Opinion

Is Sinn Féin serious about all-Ireland public services?

The departments the party picks when Stormont is restored will tell us how much harmonisation matters to it

Newton Emerson

Newton Emerson

Newton Emerson writes a twice-weekly column for The Irish News and is a regular commentator on current affairs on radio and television.

A quick win for a Sinn Féin administration in Dublin would be to set up a citizens' assembly on Irish unity early in its first term. PICTURE: MAL McCANN
Sinn Féin says it wants to plan for all-Ireland public services

“It’s time to begin planning for the delivery of all public services on a fully integrated, all-Ireland basis,” Declan Kearney posted on X last Friday.

The Sinn Féin national chairperson has written about this before. Integrating public services would appear to make perfect sense for republicans, as a strategic objective and a conveyor belt of interim achievements en route to a united Ireland. If Sinn Fein gets into power on both sides of the border it will have to do more than set up a citizen’s assembly and pester London for a border poll. These are stalling tactics, as would be clear after several years in office. However, Kearney is setting his party an extraordinary challenge. Even apparently straightforward cross-border cooperation tends to prove enormously difficult.



Assuming devolution returns, the Good Friday Agreement provides almost limitless scope for all-Ireland integration - in theory. Stormont and the Irish government can work together through the North-South Ministerial Council to cooperate on anything within their remits “where there is a mutual cross-border and all-island benefit”.

They can do this through existing structures or by setting up a new cross-border body. Sinn Féin could propose creating ‘Educate Ireland’, for example, to harmonise exam systems and professional qualifications so pupils and teachers could transfer more easily between jurisdictions.

In practice, unionists would veto this proposal and anything like it. A new cross-border body would require cross-community support in the assembly. Sinn Féin could attempt harmonisation without a new body by taking the education portfolios north and south and getting its ministers to work together. It lauded this exact possibility when it took the Department of Education after the St Andrews Agreement.

However, St Andrews introduced a petition of concern-type mechanism to the executive, allowing any three ministers to require a cross-community vote on anything significant, controversial or cross-cutting.

Unionist vetoes and Sinn Féin’s department picks

The DUP will have three ministers in a restored Stormont, including its deputy first minister, or four if the UUP goes into opposition.

Would unionists always veto cooperation? In 2013, DUP health minister Edwin Poots worked with his southern counterpart to establish all-Ireland children’s heart surgery in Dublin. Although Poots faced some tasteless gloating, he said the decision was too important to fret about any implied constitutional subtext.

DUP’s South Belfast MLA Edwin Poots  (Liam McBurney/PA)
During his time as health minister, the DUP’s Edwin Poots developed cross-border cooperation on children's heart services

It is unlikely the DUP would have such confidence as the second largest party, with Sinn Féin presenting every act of cooperation as advancing a united Ireland. Nor would most proposals be matters of life and death.

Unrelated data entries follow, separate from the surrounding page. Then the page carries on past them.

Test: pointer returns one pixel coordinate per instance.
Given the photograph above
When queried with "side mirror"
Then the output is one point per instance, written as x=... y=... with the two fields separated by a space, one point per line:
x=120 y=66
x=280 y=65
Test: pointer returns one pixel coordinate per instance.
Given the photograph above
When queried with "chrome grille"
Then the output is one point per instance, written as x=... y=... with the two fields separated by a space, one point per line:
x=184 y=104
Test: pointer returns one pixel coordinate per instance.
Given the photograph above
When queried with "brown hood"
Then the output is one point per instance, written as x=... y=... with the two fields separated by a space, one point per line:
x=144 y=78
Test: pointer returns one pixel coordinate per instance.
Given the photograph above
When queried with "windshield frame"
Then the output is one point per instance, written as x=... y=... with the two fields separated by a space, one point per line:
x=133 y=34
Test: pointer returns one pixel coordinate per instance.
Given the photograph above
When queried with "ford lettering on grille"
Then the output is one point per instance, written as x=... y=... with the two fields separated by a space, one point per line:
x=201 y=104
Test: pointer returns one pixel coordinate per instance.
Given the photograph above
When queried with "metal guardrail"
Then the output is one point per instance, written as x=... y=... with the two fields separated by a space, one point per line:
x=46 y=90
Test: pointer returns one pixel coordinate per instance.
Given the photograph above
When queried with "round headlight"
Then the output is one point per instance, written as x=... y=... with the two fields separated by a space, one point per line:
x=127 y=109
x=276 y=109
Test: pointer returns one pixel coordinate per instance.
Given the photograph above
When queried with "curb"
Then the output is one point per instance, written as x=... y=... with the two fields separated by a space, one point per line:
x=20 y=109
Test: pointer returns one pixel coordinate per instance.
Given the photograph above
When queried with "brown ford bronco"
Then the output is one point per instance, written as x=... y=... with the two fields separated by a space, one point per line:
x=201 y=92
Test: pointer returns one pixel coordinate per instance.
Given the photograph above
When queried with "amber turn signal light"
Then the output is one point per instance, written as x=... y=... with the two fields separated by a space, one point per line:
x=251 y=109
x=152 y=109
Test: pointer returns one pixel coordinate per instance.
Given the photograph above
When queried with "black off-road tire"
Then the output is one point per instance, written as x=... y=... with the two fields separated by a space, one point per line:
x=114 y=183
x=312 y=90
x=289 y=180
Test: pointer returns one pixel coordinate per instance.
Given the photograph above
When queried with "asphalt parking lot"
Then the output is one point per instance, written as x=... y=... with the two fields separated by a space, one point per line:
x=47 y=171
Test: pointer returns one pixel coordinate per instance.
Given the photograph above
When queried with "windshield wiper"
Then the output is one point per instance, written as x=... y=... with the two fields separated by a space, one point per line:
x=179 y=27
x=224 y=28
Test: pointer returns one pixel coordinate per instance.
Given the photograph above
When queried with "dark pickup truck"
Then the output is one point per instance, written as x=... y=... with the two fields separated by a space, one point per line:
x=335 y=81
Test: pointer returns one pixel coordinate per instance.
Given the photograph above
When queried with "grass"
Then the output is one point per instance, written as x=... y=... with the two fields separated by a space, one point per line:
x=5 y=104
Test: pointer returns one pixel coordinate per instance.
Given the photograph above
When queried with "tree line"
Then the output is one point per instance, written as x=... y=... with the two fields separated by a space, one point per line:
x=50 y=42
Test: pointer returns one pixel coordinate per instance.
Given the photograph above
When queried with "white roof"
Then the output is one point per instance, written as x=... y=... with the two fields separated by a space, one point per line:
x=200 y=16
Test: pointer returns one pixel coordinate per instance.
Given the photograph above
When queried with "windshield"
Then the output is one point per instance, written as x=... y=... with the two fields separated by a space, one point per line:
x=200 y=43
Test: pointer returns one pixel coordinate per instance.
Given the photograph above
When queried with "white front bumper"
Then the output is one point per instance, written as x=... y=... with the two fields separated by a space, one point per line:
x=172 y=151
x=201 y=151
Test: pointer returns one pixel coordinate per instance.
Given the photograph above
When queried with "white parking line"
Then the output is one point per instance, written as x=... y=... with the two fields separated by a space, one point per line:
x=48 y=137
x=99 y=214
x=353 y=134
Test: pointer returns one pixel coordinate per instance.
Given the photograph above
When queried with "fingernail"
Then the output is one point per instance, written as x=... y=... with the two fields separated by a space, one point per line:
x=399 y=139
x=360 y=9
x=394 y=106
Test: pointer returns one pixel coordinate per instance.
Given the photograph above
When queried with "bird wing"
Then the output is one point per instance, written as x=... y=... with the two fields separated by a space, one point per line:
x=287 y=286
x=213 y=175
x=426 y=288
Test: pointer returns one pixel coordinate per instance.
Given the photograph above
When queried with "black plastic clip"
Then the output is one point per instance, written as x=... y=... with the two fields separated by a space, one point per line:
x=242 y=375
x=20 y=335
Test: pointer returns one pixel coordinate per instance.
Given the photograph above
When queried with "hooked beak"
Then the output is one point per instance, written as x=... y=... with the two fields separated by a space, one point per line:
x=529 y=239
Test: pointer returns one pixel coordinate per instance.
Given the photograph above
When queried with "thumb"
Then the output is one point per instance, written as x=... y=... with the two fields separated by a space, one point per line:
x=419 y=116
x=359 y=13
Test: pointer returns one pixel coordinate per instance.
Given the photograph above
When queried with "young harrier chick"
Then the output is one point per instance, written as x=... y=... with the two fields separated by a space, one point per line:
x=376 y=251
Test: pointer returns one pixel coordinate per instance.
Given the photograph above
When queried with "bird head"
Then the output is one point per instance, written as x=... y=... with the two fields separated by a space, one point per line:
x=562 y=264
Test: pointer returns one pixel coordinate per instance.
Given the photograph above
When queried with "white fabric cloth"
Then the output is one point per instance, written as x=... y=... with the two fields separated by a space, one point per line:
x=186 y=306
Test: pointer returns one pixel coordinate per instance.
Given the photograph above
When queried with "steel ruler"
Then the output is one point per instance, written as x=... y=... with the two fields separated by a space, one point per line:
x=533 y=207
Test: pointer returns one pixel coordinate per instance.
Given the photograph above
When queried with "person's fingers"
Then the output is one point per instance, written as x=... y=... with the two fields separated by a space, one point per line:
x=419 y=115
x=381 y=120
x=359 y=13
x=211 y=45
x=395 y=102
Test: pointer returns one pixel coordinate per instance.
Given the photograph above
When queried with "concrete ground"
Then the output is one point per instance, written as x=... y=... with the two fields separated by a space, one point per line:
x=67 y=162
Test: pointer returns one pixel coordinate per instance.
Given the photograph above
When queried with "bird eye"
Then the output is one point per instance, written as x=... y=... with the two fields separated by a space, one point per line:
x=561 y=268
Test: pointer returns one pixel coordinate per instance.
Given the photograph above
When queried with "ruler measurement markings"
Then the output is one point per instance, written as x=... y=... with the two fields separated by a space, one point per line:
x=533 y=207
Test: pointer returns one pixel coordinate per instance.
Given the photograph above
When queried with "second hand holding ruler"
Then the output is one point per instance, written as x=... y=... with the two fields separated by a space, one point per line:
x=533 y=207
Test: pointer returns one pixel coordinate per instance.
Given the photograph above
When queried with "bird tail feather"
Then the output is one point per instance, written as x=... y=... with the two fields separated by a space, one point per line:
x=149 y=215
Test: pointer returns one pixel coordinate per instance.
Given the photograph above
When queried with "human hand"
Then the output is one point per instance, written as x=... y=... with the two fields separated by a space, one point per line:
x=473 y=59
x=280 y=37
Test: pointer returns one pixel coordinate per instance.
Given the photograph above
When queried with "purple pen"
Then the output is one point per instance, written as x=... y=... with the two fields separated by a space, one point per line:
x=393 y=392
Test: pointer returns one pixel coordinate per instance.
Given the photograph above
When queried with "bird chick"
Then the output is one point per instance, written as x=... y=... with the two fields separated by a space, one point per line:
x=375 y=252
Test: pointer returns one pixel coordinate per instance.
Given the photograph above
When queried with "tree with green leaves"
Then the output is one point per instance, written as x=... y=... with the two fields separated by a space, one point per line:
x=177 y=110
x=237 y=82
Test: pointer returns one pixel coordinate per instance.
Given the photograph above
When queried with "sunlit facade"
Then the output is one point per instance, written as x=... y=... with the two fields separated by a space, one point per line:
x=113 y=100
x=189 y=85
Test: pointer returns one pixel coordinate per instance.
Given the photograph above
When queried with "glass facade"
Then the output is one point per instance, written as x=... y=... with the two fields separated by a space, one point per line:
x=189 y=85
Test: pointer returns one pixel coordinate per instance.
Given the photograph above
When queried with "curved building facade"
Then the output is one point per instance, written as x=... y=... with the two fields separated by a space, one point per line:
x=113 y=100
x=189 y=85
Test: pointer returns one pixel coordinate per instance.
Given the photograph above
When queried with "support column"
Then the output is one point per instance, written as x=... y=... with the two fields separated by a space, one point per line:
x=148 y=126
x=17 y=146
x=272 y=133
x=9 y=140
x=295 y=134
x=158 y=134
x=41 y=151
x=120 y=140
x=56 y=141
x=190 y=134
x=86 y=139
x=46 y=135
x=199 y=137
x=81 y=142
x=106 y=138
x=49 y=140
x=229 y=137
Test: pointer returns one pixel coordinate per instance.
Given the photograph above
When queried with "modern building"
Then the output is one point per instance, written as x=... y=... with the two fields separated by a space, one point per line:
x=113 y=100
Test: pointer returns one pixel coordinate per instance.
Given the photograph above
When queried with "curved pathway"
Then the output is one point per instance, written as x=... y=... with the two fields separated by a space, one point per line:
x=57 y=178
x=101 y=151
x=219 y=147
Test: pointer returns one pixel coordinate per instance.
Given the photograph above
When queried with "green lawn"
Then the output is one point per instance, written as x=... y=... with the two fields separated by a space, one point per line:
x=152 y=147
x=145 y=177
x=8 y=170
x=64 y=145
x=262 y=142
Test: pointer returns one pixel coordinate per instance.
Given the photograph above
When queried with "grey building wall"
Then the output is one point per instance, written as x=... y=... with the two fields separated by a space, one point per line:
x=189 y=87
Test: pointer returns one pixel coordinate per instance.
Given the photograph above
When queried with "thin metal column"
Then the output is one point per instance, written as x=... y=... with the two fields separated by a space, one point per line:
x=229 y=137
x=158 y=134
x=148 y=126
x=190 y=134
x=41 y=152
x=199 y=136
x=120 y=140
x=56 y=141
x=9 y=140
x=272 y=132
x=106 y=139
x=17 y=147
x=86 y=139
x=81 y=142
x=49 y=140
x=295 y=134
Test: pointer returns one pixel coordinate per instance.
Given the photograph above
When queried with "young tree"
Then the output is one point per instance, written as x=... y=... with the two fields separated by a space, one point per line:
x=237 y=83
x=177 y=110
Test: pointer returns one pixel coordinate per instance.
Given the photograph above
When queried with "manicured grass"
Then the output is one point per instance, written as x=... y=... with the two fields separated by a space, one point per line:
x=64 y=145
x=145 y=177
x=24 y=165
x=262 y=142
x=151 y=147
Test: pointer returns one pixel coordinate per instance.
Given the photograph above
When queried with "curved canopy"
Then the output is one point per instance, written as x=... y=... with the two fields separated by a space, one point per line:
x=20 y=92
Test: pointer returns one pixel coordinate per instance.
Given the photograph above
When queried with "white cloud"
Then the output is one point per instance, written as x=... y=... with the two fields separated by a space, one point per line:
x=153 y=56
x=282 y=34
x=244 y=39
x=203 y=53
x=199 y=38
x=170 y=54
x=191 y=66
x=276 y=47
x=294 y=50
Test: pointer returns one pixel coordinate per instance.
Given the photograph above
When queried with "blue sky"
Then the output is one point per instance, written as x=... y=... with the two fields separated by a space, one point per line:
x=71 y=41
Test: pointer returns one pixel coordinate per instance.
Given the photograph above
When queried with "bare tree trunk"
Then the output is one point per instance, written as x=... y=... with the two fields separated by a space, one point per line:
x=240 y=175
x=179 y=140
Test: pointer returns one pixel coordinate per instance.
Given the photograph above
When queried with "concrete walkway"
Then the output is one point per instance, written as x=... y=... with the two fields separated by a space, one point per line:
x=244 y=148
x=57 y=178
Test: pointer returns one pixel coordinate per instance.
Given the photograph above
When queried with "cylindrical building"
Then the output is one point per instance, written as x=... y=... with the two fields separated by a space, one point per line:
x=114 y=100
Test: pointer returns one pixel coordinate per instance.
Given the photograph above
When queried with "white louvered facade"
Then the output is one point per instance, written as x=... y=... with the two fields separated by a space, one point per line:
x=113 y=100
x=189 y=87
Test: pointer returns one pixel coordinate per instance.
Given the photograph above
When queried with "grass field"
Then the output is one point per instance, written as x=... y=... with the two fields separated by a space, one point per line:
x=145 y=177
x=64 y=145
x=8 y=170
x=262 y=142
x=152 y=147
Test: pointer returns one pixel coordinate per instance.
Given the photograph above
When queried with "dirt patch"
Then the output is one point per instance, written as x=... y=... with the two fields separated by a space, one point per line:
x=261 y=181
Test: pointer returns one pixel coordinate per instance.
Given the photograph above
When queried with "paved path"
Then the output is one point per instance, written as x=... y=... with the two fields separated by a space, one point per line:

The departments Sinn Féin picks in any restored executive will be revealing. It is entitled to three, or four if the UUP and Alliance go into opposition, plus it will have first choice under the d’Hondt process. So it cannot pretend it wanted key departments and missed out on them - avoiding difficult jobs will be obvious.

Serious harmonisation requires choosing health and education, representing half and a fifth of the budget respectively. Housing is Sinn Féin’s stated priority in the Republic, so it might also need Stormont’s associated Department for Communities.

If Sinn Féin picked the right departments and the right policies to get past unionist vetoes, it would then hit the real brick walls of policy delivery: bureaucratic inertia and vested interests.

The departments Sinn Féin picks in any restored executive will be revealing... Serious harmonisation requires choosing health and education, representing half and a fifth of the budget respectively. Housing is Sinn Féin’s stated priority in the Republic, so it might also need Stormont’s associated Department for Communities

Little needs to be said about the challenge of delivering radical change in the public sector, let alone in two public sectors divided for a century. But it is especially telling that the trade union movement has always been organised on an all-Ireland basis, yet has never shown much interest in reducing cross-border barriers to employment.

Cooperation could also generate resentment from taxpayers and service users if it is seen as unfairly impacting costs and queues - this will be a risk wherever services are under pressure. Perversely, cross-border usage of services will probably always be low, confined by definition to border areas. During the pandemic it emerged only 550 children were crossing the border for school each day, in both directions. How many votes are there in making such services easier to use?

Unionists might hope Sinn Féin will disappear down a rabbit hole in pursuit of this all-Ireland vision. Sinn Féin might hope unionists will veto everything it proposes, letting it keep the vision alive while avoiding the blame for lack of progress.

Precedence suggests any such republican cynicism would be warranted.